Also it was interesting how they used user simulation -- it would however have still been nice to see some results with non simulated users.

1. How is semantic specificity calculated?

2. Are simulated users an effective evaluation method?  (Are they typically representative of real users?)

3. The authors assume that “unintelligible” keywords are less desirable.  However, there might be cases where you would want to search using a keyword that is unintelligible.  For example, if you search by ISBN you are guaranteed to get the exact book (and edition) that you want.

I have a few questions about the training process of the intelligible attributes classifier. First, the training set contains only 67 attributes, which is relatively small, and all the training data are attributes from Microsoft AdventureWorks Cycle Company database.
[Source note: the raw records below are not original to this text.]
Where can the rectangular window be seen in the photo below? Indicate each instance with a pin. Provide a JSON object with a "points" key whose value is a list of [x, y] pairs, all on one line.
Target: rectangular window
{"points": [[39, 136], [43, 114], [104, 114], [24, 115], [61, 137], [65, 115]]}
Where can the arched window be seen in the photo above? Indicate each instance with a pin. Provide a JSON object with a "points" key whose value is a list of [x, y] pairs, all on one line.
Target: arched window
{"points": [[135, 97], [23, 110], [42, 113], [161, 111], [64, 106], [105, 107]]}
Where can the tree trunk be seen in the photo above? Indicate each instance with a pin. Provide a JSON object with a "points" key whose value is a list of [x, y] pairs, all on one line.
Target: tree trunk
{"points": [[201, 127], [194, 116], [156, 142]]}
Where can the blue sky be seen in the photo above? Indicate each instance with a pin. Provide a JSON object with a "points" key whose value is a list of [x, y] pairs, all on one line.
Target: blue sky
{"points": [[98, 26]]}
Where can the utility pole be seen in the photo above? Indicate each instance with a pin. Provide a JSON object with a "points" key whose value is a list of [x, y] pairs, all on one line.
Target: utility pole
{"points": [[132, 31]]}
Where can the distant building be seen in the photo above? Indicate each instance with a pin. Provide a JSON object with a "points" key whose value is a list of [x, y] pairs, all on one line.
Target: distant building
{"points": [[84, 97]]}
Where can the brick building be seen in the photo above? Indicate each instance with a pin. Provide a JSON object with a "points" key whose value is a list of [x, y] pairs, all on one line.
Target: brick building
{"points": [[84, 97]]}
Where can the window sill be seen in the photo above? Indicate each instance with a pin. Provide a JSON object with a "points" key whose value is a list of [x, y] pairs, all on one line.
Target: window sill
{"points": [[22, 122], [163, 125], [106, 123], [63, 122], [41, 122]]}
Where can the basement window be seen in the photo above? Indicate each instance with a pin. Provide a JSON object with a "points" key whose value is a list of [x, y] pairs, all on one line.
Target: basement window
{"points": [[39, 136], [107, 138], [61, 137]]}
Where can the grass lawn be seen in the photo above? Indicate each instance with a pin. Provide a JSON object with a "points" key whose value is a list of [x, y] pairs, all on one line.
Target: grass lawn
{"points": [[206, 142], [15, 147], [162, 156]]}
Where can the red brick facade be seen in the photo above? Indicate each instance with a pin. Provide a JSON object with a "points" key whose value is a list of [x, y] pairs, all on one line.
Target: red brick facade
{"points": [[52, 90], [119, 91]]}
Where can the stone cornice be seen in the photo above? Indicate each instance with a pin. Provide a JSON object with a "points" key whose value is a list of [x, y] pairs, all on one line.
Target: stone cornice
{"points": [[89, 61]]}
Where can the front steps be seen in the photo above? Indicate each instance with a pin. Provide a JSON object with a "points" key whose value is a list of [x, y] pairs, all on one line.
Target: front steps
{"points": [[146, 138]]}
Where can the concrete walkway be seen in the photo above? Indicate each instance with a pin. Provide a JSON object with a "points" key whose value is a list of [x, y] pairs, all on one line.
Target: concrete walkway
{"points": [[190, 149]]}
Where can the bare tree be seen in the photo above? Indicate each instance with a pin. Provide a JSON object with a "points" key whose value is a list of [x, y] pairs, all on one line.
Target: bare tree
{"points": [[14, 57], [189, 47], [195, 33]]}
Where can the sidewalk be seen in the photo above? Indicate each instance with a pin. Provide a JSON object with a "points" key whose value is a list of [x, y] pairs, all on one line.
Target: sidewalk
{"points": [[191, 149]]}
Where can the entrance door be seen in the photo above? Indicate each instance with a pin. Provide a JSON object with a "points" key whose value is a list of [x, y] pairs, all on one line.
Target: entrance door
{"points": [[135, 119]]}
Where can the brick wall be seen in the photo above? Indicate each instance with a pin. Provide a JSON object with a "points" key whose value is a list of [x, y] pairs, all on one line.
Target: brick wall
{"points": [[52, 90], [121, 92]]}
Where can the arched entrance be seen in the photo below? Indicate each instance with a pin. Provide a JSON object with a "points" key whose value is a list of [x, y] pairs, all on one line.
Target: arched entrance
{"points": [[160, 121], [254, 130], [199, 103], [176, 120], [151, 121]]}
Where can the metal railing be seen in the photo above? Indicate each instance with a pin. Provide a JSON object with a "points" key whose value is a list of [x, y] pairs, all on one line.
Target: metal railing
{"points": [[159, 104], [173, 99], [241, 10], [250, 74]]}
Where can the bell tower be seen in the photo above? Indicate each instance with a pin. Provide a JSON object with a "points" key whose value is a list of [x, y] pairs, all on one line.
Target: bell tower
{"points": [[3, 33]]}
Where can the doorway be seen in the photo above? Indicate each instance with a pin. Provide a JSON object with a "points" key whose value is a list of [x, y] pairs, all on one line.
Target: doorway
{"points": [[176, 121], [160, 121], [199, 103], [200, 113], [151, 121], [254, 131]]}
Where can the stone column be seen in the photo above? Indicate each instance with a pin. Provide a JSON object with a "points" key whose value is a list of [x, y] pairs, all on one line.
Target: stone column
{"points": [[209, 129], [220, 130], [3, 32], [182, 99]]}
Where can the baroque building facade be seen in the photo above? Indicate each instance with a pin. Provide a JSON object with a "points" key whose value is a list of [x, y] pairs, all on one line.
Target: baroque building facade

The attribute in that database may not be representative of how database designers name the attributes. Second, some of the features for attribute classification do not make intuitive sense to me, such as mean ratio of unique to total characters per values. If the mean ratio of unique to total characters per values is high, is it mean that the attribute is less intelligible or more intelligible?

They estimate the probabilities for attribute value knowledge by calculating the frequency of total value occurrences in a subset of the English Gigaword corpus. Is it a standard way to estimate human knowledge? I expect the probability for the Place Published to be higher than TITLE, because TITLE may contain words that do not co­occur in one article. However, the probability of TITLE is significantly higher.

In table 4, it is interesting to see that regardless of the number of the tables in each database and the different domains of the database, the shortest dialogue lengths for each database are all 9.0 without any deviation from their means.

**What does this mean ­ “For each candidate focus, ODDMER instantiates a focus agent that prompts users for values of intelligible attributes, ordered by efficiency” ­ Is the user ranking the different important attributes/data extracted from the DB?